All installed skills appear in section 8b above the cache breakpoint as a directory: name plus one-line description. The directory sits in the stable cached prefix so it does not invalidate the KV cache between turns. The directory wraps the entries in <available_skills>...</available_skills> and tells the model that when a skill matches the task it must call read_skill({ name: "<name>" }) to load the full body, then follow that workflow step by step (the skill body OVERRIDES default tool selection and general guidelines for that task).

The full skill body lives in the message stream as a tool result, not in the system prompt. This keeps the cache-stable prefix small and lets microcompaction trim older skill bodies once they are no longer needed.

How memory is injected

The memory section pulls relevant entries from the user's memory database and inserts them as context. Subtasks skip memory entirely to keep child prompts focused.

Token budget

The system prompt cannot exceed the model's context window. Adding a long custom instruction or loading several skills makes the prompt grow. Core sections (tools, security boundary) are always present. Optional sections (memory, plugin-skill catalogue, custom instructions) can be trimmed or skipped depending on available context.

Subtasks trim the hardest. A child task skips the skill directory, memory, response format, recipes, and custom instructions. It gets the tools, the rules, and the job, nothing more.

Per-agent customization

Each agent provides a roleDefinition that goes into the mode-definition section, and optional customInstructions appended to the custom-instructions section. The toolGroups field controls which tools appear in the tools section. Two custom agents can produce very different system prompts from the same set of modules: a research configuration with only the read and vault groups gets a read-only role and no write tools, while the default agent gets the full set.

Prompt caching

Caching has two levels. At the application level, AgentTask caches the assembled prompt per agent and rebuilds it only when the active agent changes, when a settings change affects tool availability, or when an explicit invalidation triggers.

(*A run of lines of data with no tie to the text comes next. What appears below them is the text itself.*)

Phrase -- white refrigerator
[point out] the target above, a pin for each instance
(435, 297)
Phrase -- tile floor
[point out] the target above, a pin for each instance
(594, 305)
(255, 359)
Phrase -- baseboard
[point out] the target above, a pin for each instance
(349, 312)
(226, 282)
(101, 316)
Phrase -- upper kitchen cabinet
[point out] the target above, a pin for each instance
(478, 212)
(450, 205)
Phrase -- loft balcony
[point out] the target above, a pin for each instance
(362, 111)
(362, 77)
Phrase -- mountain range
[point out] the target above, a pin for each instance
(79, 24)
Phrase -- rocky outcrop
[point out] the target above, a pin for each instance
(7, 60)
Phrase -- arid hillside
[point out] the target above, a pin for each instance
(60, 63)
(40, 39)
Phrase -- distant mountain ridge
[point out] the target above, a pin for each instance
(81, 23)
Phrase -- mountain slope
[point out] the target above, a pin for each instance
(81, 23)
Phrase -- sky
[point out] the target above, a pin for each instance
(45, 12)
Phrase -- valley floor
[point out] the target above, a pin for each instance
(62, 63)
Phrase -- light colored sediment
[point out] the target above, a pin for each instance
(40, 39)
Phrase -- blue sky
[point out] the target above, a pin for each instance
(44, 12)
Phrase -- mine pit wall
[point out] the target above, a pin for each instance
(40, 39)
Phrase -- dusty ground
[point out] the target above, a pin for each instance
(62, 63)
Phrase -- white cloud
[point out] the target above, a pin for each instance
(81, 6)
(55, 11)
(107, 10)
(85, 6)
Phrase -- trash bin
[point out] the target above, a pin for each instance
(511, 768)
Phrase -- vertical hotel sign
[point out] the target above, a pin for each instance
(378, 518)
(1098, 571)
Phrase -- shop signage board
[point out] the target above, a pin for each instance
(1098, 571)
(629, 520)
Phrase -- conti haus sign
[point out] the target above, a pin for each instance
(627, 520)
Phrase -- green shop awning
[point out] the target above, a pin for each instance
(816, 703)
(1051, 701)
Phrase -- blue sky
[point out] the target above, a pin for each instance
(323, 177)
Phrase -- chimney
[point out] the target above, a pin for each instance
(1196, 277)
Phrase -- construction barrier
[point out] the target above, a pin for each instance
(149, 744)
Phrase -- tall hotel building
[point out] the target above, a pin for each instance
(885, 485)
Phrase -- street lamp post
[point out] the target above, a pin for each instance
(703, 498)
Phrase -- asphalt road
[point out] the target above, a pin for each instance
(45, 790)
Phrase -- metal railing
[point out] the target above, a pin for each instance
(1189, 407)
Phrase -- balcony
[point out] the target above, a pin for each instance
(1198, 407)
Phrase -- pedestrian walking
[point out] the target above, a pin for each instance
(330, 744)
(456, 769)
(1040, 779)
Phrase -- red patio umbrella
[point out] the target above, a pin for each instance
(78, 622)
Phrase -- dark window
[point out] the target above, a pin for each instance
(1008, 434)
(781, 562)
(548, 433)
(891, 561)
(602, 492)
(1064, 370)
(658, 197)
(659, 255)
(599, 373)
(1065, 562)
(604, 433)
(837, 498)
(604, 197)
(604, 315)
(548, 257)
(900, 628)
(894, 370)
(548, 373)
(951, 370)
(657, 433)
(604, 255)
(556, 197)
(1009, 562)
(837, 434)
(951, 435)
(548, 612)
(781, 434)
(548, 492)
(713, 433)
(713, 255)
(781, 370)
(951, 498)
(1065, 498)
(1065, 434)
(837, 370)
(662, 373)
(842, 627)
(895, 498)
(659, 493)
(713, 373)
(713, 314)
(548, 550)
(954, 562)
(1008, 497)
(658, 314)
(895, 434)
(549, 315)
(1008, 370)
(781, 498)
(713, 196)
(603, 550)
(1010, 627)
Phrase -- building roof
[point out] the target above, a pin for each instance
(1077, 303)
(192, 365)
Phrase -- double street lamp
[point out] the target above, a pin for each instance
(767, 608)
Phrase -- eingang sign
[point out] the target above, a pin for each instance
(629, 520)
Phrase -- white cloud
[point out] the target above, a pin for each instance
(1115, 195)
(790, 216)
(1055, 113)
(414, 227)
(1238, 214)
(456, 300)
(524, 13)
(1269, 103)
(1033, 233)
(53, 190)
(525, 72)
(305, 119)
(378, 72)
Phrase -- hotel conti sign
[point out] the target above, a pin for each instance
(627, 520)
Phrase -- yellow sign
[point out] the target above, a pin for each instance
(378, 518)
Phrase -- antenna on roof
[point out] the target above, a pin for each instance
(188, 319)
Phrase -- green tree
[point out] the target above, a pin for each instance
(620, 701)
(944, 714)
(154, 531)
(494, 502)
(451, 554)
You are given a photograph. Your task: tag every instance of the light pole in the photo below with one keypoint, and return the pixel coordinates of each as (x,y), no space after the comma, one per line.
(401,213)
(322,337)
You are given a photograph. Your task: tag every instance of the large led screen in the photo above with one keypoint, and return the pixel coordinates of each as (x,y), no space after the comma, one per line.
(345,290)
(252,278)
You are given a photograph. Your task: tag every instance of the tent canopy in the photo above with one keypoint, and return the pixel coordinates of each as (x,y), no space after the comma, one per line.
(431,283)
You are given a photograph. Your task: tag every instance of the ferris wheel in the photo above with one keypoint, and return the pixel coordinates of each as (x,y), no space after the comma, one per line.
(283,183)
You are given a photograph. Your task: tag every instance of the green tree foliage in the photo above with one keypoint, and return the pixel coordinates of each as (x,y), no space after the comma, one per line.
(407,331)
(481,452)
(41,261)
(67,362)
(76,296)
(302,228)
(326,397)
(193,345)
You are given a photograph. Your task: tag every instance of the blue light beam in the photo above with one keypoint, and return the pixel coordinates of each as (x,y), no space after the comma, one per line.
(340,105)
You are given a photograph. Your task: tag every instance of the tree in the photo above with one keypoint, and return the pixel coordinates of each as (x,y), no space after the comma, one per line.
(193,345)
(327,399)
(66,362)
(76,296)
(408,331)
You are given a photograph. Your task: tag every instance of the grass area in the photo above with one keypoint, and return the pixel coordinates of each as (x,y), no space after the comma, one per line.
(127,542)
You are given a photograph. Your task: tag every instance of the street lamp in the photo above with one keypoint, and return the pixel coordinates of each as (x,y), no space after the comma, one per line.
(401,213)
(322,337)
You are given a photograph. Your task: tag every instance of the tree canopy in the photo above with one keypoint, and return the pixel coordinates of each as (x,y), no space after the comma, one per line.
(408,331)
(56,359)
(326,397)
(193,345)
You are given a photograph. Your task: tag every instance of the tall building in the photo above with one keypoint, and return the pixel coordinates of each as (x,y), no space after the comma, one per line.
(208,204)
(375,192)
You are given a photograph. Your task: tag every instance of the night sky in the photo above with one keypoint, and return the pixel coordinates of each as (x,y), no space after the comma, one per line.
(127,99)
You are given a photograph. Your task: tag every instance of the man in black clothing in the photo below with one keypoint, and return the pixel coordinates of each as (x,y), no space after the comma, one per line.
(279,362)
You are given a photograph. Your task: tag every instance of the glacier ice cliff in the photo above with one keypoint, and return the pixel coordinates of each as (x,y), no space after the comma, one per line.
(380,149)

At the API level, the stable prefix benefits from provider-level KV-cache:

  • Anthropic and Bedrock receive an explicit cache marker on everything above the cache breakpoint.
  • OpenAI gpt-4o, gpt-4.1, o1, o3 and o4 hit their implicit prefix cache automatically.
  • Gemini does not cache short-lived prompts in v2.14.

On providers that cache, all dynamic content sits below the breakpoint, so the first roughly 20,000 tokens are computed once per session and served from cache on subsequent iterations. This is the single biggest cost win in the system. It turns the system prompt from the second-largest cost block into a near-zero marginal cost per iteration.

Power steering

During long-running tasks, AgentTask injects a synthetic user message every N iterations. It contains the active agent's role definition, active skill names, and a reminder to stay on task. This is not a system-prompt change, it is a user-role message appended to the conversation history. The model treats it as a redirect.